Further Explorations in Plant Engineering

Other groups have looked at improving the nutritional value of plants that we routinely eat already. One such endeavor is engineering brassica crops to optimize delivery of bioactive products such as glucosinolates that are traditionally lost during cooking.³ Glucosinolates are defensive, specialized metabolites derived from amino acids, classified into three categories based on the amino acid from which they are derived. While glucosinolates are relatively inert, they can be activated through hydrolysis by myrosinases, creating a variety of bioactive products such as isothiocyanates, nitriles, thiocyanates, epithionitriles, oxazolidin-2-thiones, and epithioalkanes. This time in ACS Synthetic Biology, researchers screened a panel of bacterial and plant glycosyl hydrolases for thermal stability in vitro and identified a myrosinase with higher thermal stability than those native to broccoli, making it more likely to achieve glucosinolate hydrolysis after cooking.
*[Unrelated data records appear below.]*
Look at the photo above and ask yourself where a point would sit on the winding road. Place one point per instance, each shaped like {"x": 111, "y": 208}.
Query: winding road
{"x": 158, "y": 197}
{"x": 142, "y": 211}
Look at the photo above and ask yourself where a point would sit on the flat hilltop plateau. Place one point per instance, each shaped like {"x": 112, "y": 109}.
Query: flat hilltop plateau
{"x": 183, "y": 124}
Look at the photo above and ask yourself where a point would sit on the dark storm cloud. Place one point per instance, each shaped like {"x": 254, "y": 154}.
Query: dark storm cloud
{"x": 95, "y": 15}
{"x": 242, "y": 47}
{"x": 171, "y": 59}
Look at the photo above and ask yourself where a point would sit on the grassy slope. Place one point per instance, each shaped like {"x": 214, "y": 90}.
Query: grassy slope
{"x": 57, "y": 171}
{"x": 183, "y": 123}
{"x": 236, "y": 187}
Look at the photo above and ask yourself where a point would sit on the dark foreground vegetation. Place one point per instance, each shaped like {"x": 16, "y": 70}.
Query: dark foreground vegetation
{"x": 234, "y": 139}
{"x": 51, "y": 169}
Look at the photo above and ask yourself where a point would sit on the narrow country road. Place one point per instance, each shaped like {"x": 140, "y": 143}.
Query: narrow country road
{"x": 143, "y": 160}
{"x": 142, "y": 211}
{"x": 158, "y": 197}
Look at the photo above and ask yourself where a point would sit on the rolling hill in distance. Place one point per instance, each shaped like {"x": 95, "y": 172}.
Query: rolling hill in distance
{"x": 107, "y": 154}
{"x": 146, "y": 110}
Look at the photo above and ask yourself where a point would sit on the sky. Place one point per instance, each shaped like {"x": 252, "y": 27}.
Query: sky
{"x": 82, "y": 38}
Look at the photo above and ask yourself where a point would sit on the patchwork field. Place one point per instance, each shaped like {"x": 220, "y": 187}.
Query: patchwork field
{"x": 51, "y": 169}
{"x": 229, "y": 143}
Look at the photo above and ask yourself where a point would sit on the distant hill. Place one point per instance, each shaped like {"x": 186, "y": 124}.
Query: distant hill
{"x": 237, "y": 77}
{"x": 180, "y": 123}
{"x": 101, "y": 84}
Results confirmed that the transgenic broccoli enabled glucosinolate hydrolysis to occur when cooked at up to 20°C higher than wild-type broccoli.

The approaches are also interesting from an engineering perspective as well as a nutritional one. Synthetic biology seeks to apply formal engineering principles to the creation and examination of biological systems, and recent advances in this field have primarily used microbes as a platform.⁴ Extending these methods to plants presents difficulties, largely because of our limited knowledge of plant genetic networks and the added complexity introduced by their multicellular nature. However, they offer huge potential for food, medicine, and other agriculture and industrial applications. Marchantia polymorpha, a kind of liverwort, is emerging as a powerful and versatile system for synthetic biology. A team in the United Kingdom have built robust Loop assembly vector systems for nuclear and chloroplast transformation and genome editing within this species—creating the basis for a modular library of standardized DNA elements.⁴ Notably, the resources have been combined into a toolkit for plant bioengineering and made available for laboratories without access to traditional facilities for plant biology research. Perhaps this is the start of a revolution that will fuel a move to sustainable and nutritious plant-based diets.

References

1. Gibbs, J. and Cappuccio, F.P. Plant-Based Dietary Patterns for Human and Planetary Health. Nutrients 2022, 14, 8, 1614.

2. Jiang, L. et al. Engineering Plant Metabolism for Synthesizing Amino Acid Derivatives of Animal Origin Using a Synthetic Modular Approach. J. Agric. Food Chem. 2024, 72, 41, 22722–22735.

3. Barnum, C.R. et al. Engineering Brassica Crops to Optimize Delivery of Bioactive Products Postcooking. ACS Synth. Biol. 2024, 13, 3, 736–744.

4. Sauret-Güeto S, et al. Systematic Tools for Reprogramming Plant Gene Expression in a Simple Model, Marchantia polymorpha. ACS Synth. Biol. 2020, 9, 4, 864–882.